Семилетняя борьба за свое выздоровление, которую Рузвельт прекратил только после выдвижения его кандидатом на пост губернатора штата Нью-Йорк летом 1928 года, в своей основе не изменила Рузвельта как человека и политика, его прежние черты характера стали проявляться с большей силой. Испытание усилило его самоконтроль и силу воли. Уже в начале 1922 года среди его самых близких сотрудников наряду с Хау и Элеонор, особенно его секретарша Маргарет А. Ле Хэнд («Мисси») настаивала на том, чтобы он не прекращал свою политическую деятельность и не возвращался как пенсионер в Гайд-парк. Потеря подвижности вынудила его сконцентрироваться в своей работе за письменным столом; он любил пользоваться обоими средствами влияния на собеседников, которые остались доступными для него: искусство увлекательной беседы с людьми, которые к нему приходили, и переписка с друзьями по партии по всей стране. Кроме того, борьба за выздоровление вынуждала его к спокойному размышлению на долгосрочные перспективы, его острый ум в нужный момент становился все яснее.

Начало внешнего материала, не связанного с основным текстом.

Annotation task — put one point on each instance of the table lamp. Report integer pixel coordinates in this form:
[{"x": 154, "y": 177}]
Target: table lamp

Почти все биографы Рузвельта едины в одном: его болезнь в политическом отношении дала преимущества, как бы цинично это ни звучало. У него было неоспоримое оправдание не появляться там, где он считал это несвоевременным; его отважная борьба принесла ему волну сочувствия и симпатии, и образ дерзкого человека из Гарварда начал блекнуть. Прежде всего болезнь стала краеугольным камнем в его двойной стратегии, чтобы пережить политически двадцатые годы — годы господства республиканцев. С одной стороны, он вел обширную переписку с демократами во всех частях США с твердым намерением активизировать и реформировать опустошенную и разъединенную фракционной борьбой партию, видимо, хотел взять на себя обязательство сделать ставку на самый сильный политический потенциал в штате Нью-Йорк, на Алфреда Е. Смита, который в 1918–1928 годах с двухлетним перерывом с 1920 по 1922 год был губернатором штата, в 1922 году снова выдвинут кандидатом в губернаторы Нью-Йорка, а с 1924 по 1928 год даже кандидатом в президенты, и его поддерживал Рузвельт. На обоих национальных предвыборных съездах он производил великолепное впечатление и остался надеждой демократической партии. С другой стороны, он смог со ссылкой на свое не совсем восстановленное здоровье отклонить все мысли о собственной кандидатуре, хорошо понимая, что демократическая партия, особенно на национальной платформе, не имела шансов по сравнению с республиканцами, пока продолжался экономический бум 20-х годов. Демократы, а с ними и он сам, как прогнозировал Рузвельт еще раньше, будут иметь снова шанс не ранее 1932 года. Если рассматривать в ретроспективе, то личная трагедия стала политическим счастливым случаем, который помог Рузвельту в республиканском десятилетии не потерпеть поражения.